Runner-up Richard Petty saw his winless streak reach 28 races at Riverside. The six-time series champion had not won since the July Daytona race of the previous season.

Hershel McGriff won a sportsman/modified combo race, the Warner W. Hodgdon 200, contested earlier that day at Riverside. McGriff then came back to finish 17th in the Cup event.

What to make of Biffle’s Texas victory

Waiting on a Monday race and wondering what to make of Greg Biffle’s win in the Truck Series race at Texas on Friday night …

Obviously, Biffle hasn’t forgotten how to win races – no surprise there since he has won multiple races across all three NASCAR national series and championships in Xfinity and Truck series.

When he stepped away from full-time NASCAR competition at the end of the 2016 season, Biffle had won 19 times in the Cup series, 20 times in the Xfinity Series and 16 times in the Gander Outdoors Truck Series. The championships came in 2000 in Truck and ’02 in Xfinity.

The idea that the Vancouver, Wash., native could become the first driver to win championships in all three series was not farfetched but it didn’t happen.

Biffle is now 49 and if you’ve followed NASCAR for any length of time you ought to know that age isn’t a factor when it comes to competitiveness.

It had been more than two years since his last NASCAR start, though, and that probably said more than the fact he’s nearly 50. It would have come as no surprise had he appeared a bit rusty behind the wheel.

Still, he won Friday’s 400 at Texas Motor Speedway and winning any race is no easy feat. It was a race of attrition and a race of survival and Biffle wasn’t dominant but in a race that featured 13 cautions, dominance wasn’t required.

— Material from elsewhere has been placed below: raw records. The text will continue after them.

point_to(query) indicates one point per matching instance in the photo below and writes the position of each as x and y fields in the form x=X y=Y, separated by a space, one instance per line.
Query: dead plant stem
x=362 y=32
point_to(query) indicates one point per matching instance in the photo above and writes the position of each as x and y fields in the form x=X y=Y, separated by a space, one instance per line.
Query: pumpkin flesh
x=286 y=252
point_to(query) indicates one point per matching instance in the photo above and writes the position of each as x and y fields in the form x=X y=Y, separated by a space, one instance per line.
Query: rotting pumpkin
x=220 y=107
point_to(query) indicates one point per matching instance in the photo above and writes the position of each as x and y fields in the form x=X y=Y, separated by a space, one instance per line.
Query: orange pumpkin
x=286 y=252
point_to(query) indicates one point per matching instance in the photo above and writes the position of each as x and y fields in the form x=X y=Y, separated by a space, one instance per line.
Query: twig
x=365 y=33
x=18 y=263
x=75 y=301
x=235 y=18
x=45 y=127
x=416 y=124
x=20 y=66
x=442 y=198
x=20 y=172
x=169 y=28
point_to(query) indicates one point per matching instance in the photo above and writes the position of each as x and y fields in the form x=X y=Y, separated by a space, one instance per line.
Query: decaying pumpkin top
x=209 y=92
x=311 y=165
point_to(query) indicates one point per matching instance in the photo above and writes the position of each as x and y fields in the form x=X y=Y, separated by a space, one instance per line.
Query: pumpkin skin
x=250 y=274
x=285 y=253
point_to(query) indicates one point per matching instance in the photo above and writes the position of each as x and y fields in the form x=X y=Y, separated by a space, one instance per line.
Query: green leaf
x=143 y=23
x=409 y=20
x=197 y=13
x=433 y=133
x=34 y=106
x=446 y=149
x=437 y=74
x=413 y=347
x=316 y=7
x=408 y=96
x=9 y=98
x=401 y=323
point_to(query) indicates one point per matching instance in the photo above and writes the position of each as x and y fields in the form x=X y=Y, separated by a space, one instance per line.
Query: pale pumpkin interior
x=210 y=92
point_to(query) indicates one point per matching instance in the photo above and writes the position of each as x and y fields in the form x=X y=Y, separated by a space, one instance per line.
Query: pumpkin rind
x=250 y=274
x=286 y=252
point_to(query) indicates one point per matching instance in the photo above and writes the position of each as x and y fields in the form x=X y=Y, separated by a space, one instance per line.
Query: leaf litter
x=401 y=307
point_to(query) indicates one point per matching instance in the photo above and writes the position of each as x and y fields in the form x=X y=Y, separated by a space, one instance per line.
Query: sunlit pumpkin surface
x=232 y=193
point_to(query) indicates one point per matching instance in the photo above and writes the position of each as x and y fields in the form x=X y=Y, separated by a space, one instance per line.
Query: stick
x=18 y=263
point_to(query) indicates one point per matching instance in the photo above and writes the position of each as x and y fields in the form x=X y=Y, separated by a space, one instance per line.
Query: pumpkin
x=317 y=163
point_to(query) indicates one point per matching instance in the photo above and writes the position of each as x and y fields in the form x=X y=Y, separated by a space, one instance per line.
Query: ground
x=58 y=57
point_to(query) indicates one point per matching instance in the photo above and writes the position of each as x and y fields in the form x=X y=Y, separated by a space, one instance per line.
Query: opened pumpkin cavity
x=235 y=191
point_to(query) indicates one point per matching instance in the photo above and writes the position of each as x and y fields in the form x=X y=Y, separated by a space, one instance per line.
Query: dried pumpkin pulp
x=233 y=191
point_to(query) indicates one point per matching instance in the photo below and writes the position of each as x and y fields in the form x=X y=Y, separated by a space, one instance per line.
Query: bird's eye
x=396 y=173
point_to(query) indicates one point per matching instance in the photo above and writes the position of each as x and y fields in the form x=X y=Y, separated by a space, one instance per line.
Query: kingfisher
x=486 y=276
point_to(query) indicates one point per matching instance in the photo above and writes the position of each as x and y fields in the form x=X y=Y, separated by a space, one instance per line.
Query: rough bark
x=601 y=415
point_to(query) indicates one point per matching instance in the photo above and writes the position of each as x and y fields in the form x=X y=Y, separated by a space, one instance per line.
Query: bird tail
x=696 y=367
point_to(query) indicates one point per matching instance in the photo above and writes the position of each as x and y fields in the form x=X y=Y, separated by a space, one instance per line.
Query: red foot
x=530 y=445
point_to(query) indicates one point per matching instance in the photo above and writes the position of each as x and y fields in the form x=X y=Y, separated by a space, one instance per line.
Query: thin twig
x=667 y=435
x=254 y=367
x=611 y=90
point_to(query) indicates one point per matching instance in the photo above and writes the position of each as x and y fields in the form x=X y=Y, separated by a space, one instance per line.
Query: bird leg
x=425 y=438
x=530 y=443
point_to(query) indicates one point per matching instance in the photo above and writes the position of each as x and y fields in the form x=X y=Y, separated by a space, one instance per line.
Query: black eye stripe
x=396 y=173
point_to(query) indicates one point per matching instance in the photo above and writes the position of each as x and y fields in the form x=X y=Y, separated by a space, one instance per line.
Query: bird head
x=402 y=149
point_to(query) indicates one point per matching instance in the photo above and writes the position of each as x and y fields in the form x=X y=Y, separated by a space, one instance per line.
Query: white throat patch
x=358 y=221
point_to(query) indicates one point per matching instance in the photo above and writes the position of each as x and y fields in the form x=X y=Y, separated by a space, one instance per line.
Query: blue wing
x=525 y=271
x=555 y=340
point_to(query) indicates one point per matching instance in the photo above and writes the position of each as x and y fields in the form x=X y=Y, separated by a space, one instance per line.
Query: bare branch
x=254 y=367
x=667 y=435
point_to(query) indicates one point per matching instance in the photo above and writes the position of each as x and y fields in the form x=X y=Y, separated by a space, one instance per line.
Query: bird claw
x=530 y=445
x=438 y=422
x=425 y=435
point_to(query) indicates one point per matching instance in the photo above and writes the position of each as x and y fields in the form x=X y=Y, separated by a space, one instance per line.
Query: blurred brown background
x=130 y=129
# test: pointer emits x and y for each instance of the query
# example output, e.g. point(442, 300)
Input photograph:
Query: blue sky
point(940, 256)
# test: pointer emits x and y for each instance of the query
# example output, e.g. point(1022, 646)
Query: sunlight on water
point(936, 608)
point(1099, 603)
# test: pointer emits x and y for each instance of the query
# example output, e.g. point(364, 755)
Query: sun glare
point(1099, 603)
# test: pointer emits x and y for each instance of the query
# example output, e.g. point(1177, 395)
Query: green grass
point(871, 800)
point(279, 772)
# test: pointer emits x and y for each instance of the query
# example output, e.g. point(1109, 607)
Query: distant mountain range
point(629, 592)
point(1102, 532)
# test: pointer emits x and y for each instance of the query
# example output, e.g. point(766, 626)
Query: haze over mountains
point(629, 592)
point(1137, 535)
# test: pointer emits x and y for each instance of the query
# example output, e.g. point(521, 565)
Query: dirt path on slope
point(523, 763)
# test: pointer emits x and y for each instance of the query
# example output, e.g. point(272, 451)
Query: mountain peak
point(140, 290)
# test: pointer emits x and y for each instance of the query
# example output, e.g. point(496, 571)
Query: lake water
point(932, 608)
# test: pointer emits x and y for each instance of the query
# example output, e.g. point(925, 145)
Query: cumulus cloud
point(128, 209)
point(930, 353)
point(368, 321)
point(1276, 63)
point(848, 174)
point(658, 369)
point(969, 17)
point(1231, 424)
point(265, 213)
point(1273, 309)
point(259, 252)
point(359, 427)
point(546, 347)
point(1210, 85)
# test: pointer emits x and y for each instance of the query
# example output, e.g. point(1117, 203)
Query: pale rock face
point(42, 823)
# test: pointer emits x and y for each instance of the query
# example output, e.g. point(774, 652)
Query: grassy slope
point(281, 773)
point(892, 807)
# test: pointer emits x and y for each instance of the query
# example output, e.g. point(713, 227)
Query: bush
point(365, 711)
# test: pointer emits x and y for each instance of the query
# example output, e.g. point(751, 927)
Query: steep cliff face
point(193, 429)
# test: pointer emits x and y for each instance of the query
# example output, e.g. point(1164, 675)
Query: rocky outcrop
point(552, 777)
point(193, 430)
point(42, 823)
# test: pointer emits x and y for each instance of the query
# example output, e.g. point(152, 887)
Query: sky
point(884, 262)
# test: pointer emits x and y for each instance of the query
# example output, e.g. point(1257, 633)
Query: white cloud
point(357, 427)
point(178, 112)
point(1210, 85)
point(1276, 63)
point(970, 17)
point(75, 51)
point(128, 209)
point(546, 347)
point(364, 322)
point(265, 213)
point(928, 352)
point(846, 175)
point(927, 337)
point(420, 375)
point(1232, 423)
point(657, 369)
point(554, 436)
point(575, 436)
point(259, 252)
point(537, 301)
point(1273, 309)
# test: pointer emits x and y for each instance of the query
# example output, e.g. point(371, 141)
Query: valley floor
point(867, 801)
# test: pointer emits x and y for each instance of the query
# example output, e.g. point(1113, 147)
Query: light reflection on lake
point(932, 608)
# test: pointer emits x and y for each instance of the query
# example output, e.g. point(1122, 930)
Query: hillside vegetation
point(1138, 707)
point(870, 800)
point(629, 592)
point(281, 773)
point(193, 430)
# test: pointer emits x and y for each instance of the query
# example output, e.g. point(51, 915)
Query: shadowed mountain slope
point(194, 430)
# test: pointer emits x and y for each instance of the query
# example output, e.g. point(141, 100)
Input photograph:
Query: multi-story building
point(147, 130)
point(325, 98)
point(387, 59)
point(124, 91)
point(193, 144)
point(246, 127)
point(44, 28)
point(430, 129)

As good as Biffle remains, however, Friday night’s victory would seem to say more about the KBM equipment at his disposal. Kyle Busch Motorsports puts together winning trucks. The organization has extremely capable talent beyond those folks sitting in the driver’s seat.

Biffle is the 11th different driver to win for KBM since 2010 – all but Christopher Bell and Noah Gragson are currently competing or have competed at the Cup level.

Busch himself won five times in five starts this year with the same team but is it farfetched for the owner/driver to expect similar results from drivers with far less experience? And we’re no longer talking about Biffle here.

Busch is Busch and Todd Gilliland is not. And Harrison Burton is not. Gilliland and Burton drive for KBM. Gilliland is 19 and Burton is 18 and together they’ve made fewer than 60 starts in the series.

Busch has nearly as many wins (56).

Busch has previously indicated that drivers in his trucks are expected to contend and to win.

Days before the Texas stop, KBM announced crew chief moves that included putting Wes Ward in charge of the No. 4 truck driven by Gilliland at Texas.

Gilliland, Friday night’s pole winner, led 31 laps but wound up 27th after getting into the wall. He has one top-five and four top-10 finishes this year and is ninth in points.

Burton finished fifth; it was his third top five and fifth top 10. He’s eighth in points.

It’s difficult to judge a driver’s ability when competing in average equipment. But that’s not the case here.

Maybe those are unrealistic expectations for anyone else but not for Busch.

And Biffle’s quick success no doubt only strengthened the team owner’s contention.